È uscito il primo numero di “disfare – per la lotta contro il mondo-guerra”

Riceviamo e diffondiamo:
Per richiesta di copie: disfare@autistici.org
Scarica il pdf dell’anteprima: disfare_1_anteprima
Editoriale
Europa anno zero
Mentre, nello Studio Ovale della Casa Bianca, urla in faccia a Zelensky: «Vai in giro e costringi i coscritti in prima linea perché hai problemi di uomini», JD Vance non fa altro che svelare al mondo intero ciò che per tre anni è stato nascosto dalla propaganda di guerra atlantica, e che viene adesso rinfacciato – strumentalmente e non certo per motivazioni etiche – dal nuovo corso USA, di fronte ad una guerra evidentemente persa e ormai sfacciatamente scaricata sulla popolazione europea.

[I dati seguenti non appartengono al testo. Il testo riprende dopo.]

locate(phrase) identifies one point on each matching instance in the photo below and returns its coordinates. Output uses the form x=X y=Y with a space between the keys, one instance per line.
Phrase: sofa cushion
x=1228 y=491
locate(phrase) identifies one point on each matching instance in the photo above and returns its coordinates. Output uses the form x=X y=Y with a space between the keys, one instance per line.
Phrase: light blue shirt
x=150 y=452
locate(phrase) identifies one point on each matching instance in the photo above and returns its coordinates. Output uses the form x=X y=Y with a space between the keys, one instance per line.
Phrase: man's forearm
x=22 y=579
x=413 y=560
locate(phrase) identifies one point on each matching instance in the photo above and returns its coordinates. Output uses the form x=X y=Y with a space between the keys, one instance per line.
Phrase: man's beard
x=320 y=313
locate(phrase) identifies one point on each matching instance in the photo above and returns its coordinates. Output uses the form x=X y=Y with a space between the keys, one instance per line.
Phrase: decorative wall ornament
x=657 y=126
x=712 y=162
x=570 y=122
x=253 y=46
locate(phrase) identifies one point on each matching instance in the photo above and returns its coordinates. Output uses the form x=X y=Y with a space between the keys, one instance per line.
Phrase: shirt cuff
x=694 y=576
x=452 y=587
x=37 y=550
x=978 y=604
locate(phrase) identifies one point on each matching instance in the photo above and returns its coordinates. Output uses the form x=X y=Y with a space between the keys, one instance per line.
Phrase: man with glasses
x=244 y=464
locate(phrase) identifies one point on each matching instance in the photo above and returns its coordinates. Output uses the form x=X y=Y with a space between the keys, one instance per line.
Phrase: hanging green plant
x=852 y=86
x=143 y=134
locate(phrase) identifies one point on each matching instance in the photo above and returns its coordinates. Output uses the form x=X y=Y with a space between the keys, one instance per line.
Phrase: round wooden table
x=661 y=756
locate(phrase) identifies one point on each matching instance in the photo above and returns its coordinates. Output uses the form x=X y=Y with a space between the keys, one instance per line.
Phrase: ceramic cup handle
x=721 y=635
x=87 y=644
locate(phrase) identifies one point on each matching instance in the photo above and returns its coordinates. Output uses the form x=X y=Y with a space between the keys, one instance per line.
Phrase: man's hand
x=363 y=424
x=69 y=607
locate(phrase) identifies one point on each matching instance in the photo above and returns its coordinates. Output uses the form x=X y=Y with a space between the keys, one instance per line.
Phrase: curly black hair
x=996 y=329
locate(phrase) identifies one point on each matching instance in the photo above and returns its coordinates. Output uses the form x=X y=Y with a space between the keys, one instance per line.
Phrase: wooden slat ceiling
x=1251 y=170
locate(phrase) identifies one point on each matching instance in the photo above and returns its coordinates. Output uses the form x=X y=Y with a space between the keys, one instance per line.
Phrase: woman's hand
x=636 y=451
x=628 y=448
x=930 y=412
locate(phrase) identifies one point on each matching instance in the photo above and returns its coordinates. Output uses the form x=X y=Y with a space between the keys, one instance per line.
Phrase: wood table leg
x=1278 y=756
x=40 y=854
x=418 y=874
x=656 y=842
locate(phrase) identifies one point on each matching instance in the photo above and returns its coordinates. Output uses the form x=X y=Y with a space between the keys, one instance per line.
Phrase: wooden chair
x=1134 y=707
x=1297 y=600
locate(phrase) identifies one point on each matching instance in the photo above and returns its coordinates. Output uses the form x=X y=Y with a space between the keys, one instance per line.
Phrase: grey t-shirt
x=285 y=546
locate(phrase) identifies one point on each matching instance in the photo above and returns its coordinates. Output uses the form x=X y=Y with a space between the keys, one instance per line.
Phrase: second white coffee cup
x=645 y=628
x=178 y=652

Un’Europa la cui classe dirigente – riaffermando la difesa fino all’ultimo ucraino con la retorica della “pace giusta” – annuncia con patriottismo democratico scellerati piani di riarmo e deterrenza nucleare.
La guerra è l’orizzonte storico terribile del nostro tempo.
In Svezia e Norvegia vengono distribuiti opuscoli e si allargano i cimiteri per predisporre la popolazione all’eventualità di una guerra con la Russia; Von der Leyen dichiara di volere «la pace attraverso la forza»; Macron propone di estendere la force de frappe francese all’Europa; in Lombardia si dispone l’ampliamento delle scorte di iodio nell’eventualità di attacco nucleare; la NATO promuove la mobilitazione della società civile dei paesi alleati nell’Indopacifico per preparare un conflitto con la Cina; l’esercito italiano si prepara ad arruolare quarantamila soldati in più.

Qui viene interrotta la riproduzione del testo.